In an announcement made on Wednesday, the Canadian Food Inspection Agency (CFIA) said that Canada’s vodka compositional standard has been updated, therefore allowing the industry to become more “innovative.”
The Minister of Agriculture and Agri-Food said that changing the rules will allow the growing spirits industry to provide better choice for consumers. This in turn would enhance trade, as the new and innovative vodkas could be sold in markets across Canada and abroad.
The new compositional standard will allow Canadian distillers to use a variety of ingredients other than potatoes and cereal grain to produce vodka. The ingredients listed as likely new contenders are honey, apple and dairy, which could naturally increase Canada’s “competitiveness” in the industry, by having more unusual choices.

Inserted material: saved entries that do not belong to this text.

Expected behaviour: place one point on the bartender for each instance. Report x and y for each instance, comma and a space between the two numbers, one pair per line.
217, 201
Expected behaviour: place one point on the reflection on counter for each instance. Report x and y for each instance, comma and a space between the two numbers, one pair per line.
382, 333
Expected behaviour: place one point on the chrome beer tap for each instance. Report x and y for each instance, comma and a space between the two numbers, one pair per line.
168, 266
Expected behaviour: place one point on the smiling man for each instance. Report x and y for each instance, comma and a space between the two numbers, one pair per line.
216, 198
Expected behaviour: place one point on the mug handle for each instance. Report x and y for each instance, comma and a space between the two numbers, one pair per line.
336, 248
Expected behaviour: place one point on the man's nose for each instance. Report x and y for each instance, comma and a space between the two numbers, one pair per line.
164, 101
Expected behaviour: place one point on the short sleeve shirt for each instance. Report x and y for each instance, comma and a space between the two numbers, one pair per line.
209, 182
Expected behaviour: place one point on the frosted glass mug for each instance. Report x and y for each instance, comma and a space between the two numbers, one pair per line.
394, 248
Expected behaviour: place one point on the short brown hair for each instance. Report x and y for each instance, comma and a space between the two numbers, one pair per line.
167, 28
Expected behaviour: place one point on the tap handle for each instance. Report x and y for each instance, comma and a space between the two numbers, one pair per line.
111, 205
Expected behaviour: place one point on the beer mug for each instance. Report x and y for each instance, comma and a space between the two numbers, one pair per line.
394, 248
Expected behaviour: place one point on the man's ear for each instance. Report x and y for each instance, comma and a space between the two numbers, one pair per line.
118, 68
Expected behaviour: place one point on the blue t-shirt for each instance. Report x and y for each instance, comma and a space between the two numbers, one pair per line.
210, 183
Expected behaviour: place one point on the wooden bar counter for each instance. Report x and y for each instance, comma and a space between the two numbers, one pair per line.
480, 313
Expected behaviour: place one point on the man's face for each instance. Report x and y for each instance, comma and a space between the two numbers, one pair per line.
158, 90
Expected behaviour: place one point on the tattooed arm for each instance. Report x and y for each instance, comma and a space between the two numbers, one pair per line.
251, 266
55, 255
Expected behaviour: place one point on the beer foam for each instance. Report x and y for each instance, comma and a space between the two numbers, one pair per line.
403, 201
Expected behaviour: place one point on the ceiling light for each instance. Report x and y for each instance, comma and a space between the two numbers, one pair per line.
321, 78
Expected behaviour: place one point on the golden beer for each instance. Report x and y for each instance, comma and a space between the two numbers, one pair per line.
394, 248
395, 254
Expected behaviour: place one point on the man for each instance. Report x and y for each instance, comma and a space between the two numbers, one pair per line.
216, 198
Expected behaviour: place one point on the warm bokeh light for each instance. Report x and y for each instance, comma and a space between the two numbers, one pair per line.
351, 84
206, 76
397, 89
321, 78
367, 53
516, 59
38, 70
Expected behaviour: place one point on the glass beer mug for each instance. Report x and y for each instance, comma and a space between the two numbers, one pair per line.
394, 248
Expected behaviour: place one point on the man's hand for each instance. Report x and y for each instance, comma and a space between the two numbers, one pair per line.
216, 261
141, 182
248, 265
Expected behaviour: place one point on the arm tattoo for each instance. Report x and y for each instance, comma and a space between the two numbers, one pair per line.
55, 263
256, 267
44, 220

According to the statement made by CFIA, vodka will remain a “neutral alcoholic beverage.” This means that the spirit will remain without distinctive character, aroma, or taste. That said, the new standards mean that distillers across Canada will be able to achieve this by using new ingredients or processes. Previously, the only filtration process allowed for vodka was through charcoal, but now they'll have more options.

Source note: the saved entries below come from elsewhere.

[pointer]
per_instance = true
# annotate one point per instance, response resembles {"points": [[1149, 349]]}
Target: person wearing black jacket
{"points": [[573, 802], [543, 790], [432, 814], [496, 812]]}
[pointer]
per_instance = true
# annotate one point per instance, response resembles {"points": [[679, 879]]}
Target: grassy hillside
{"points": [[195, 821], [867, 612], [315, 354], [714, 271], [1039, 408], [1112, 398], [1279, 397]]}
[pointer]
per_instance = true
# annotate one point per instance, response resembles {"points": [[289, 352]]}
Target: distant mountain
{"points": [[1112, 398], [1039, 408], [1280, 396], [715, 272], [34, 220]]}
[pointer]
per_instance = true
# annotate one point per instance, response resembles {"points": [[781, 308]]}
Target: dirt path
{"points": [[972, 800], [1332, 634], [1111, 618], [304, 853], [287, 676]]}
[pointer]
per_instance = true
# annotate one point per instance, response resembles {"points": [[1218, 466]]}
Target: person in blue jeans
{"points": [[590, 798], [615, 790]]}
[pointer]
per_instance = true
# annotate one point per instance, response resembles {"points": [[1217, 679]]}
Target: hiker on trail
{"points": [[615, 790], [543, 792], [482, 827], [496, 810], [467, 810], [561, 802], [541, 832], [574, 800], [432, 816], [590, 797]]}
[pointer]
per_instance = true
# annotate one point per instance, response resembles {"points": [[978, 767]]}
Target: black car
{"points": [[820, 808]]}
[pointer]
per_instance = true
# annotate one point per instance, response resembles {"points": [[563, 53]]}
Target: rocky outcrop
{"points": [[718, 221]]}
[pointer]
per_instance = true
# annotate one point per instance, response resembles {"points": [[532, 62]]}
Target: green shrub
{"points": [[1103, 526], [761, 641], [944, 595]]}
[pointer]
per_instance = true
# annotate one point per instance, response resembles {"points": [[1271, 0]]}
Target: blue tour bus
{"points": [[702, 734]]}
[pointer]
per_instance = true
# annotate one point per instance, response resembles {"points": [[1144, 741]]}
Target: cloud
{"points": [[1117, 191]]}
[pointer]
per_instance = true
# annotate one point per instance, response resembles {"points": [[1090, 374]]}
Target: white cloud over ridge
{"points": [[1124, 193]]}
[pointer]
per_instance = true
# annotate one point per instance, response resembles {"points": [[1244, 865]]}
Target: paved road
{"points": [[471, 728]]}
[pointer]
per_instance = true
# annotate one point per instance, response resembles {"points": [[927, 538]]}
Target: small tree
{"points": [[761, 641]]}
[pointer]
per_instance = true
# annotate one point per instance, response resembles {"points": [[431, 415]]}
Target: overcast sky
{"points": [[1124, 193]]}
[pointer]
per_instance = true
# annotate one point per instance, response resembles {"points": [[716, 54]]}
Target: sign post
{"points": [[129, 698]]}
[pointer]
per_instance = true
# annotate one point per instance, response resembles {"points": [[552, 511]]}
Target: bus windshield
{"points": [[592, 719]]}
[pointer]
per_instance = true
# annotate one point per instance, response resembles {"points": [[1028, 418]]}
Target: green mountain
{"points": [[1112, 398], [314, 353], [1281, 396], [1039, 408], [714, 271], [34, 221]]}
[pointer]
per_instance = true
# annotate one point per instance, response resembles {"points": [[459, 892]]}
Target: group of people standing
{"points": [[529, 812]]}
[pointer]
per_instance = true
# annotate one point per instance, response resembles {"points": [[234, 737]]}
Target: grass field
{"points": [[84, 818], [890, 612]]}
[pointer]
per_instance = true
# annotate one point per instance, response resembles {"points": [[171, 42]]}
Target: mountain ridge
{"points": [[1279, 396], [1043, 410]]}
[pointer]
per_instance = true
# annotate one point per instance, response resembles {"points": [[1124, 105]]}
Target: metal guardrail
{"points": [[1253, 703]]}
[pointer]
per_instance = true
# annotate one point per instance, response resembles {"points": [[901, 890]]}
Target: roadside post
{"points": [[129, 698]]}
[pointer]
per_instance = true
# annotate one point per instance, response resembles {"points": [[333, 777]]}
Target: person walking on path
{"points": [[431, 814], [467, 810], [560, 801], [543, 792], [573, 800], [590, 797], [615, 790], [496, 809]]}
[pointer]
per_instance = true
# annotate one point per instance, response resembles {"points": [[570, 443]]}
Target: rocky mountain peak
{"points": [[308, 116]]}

These changes to the vodka standard have come following the Government of Canada's commitment to enhancing competitiveness and facilitating trade. The new standard will mean there are fewer trade barriers between Canadian provinces and territories.
It will also mean there are better opportunities for international trade, as the new standard aligns better with the standards of trading partners, such as the U.S. and European Union, who also allow vodka to be produced from a wide range of materials.
The new compositional standard is effective immediately, although the 112 distilleries in Canada will have until December 2022 to follow the new rules.
If you are keen to try one of the new-style vodkas, you should look for labels that are using the statement ‘produced from’. According to the statement from CFIA, vodka produced from ingredients other than just potatoes or cereal grain must be labelled accordingly, so they should be pretty easy to find!